“And what truth would that be, Your Majesty?” My voice is deadly quiet.

She pats Caspian’s cheek. “My dear boy, you really should find better company. Someone more suitable for your position.” Her eyes slide back to me. “Someone who isn’t quite so broken.”

Caspian and Seraphina have a tense, aggressive exchange, though I hear none of it. I shrivel into myself, her words replaying at an impossible speed in my head.

I’ve nothing to respond with because she’s absolutely right. My instincts tell me to grab my blade and ensure she can never speak again, but my body no longer answers to me.

She ripped open the one insecurity I’ve refused to acknowledge, and suddenly my chest feels heavy. Dense.

My fingers grip the stone wall as I force myself to breathe through the queen’s words. She knows nothing of my mother, of what happened that day. But her implications dig under my skin like poisoned blades.

I was only six when my mother took her life. Too young to understand why she’d leave me, but old enough to remember finding her body. The image is seared into my mind—her pale form sprawled across our floor, crimson pooling beneath her like some macabre painting.

Some nights I still wake tasting her blood in the air.

Marek says trauma shapes us, molds us into who we need to become.

But Marek…after he found me, he saw something in me worth saving. He took me to the guild, taught me to channel my rage into something deadly.“Pain either breaks you or forges you stronger,”he’d say during our training.“Choose, Ariella”

Always the wise man.

I chose to become the blade that would eventually sever the king’s head from his shoulders. Every kill, every drop of blood I’ve spilled has been practice for that moment. Twenty years of honing myself into the perfect weapon, and I’ve not once allowed a single insecurity to plague my thoughts.

Yet here I stand, trembling before the queen’s words like that helpless child again. Because she’s right—I am broken. The little girl who lost everything never truly healed. She just learned to wear her scars like armor, and that is not something I’ve ever questioned. I have reveled in the fragmented pieces. Allowed them to burrow under my skin until they became a necessary part of me.

My past didn’t ruin me—it patched up the splinters my parents caused and made me whole.

But now, with Caspian…he makes me want things I can’t have.

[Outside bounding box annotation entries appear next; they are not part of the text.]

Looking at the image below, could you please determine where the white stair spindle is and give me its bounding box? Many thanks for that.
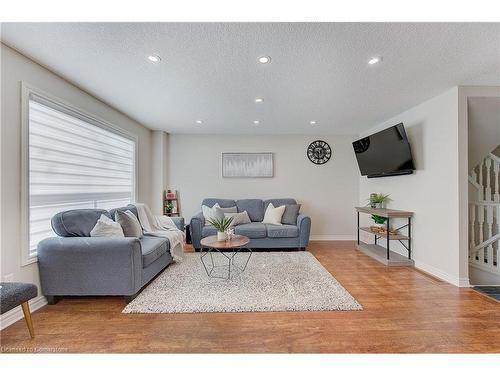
[478,160,484,200]
[477,206,484,264]
[493,160,500,202]
[469,204,476,253]
[484,158,491,201]
[486,206,493,267]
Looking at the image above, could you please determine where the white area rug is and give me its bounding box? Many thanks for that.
[123,252,362,313]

Makes me question if vengeance is all I’m meant for.

And that terrifies me more than any blade ever could, because it’s all I’ve known.

“I would like to speak with my son,” she announces in my direction. “Alone.” My eyes flit between the mother-son duo, a heartbeat passing before I stalk down the hall to shower this day off. I’m so fucking sick of letting the royal family slither their way into my head. It’s pathetic.

Once the king is dead, I will leave this tainted castle and figure out what artifacts are needed for the new Accord—with my luck, they'll not be the same as in the vision. No longer will I have to deal with the likes of the queen, or Gavriel, thank the fucking Angel. Just a few days until such freedoms are mine. I’ve waited twenty years for this; I can wait a little longer.

Chapter Seventeen

Caspian

The silence between Ariella and me feels charged as we walk through the castle halls. My muscles are still sore from our sparring session yesterday, but the physical discomfort pales compared to the storm in my mind. I glance at my wraith, her bright hair catching the morning light. She hasn’t spoken much since her encounter with my mother, and I can’t blame her.

The way my mother looked at her…there was recognition there, mixed with something else I couldn’t quite place. And that comment about Valyria—Ariella’s mother. I’ve never heard my mother mention her before, which only adds to the growing list of questions I have.

My jaw clenches as I think about the children being taken from their families. The peoples’ anger haunts me. What could my father want with them? The guards won’t tell me anything, and the castle staff avoid eye contact whenever I pass. Even Gavriel seems on edge, though he insists he knows nothing.

I should have seen this coming. The signs were there—the increased security, the whispers among the nobility, my father’s growing paranoia. But I was too focused on other things…namely Ariella, but I cannot be blamed for caring for the woman.

My hand flexes at my side, remembering how she nearly released her forbidden essence yesterday. The raw vulnerability in her eyes before she ran. I’ve never seen her like that, and it terrifies me how much I want to see more. To understand every part of her.

But that will have to wait. My mother wouldn’t request a private audience without reason. The fact that she’s choosing now, after everything that’s happened, is not a coincidence. My stomach turns as I consider what this could mean. Where do my true loyalties lie? With my family and the crown I’m meant to inherit? Or with the woman beside me who’s shown me just how corrupt that crown has become?

And why does it matter so much to me? The king is the problem, not the queen or princess. I need to take care of him and do my best to leave my mother and sister out of it.

I steal another glance at Ariella, her face set in that carefully neutral expression she wears like armor. Her strength is so beautiful.

I pause outside my mother’s study, turning to face Ariella. “Wait here.”

She crosses her arms, leaning against the stone wall as her eyes form slits. “If there’s even a hint that something’s wrong, I’m breaking down that door.”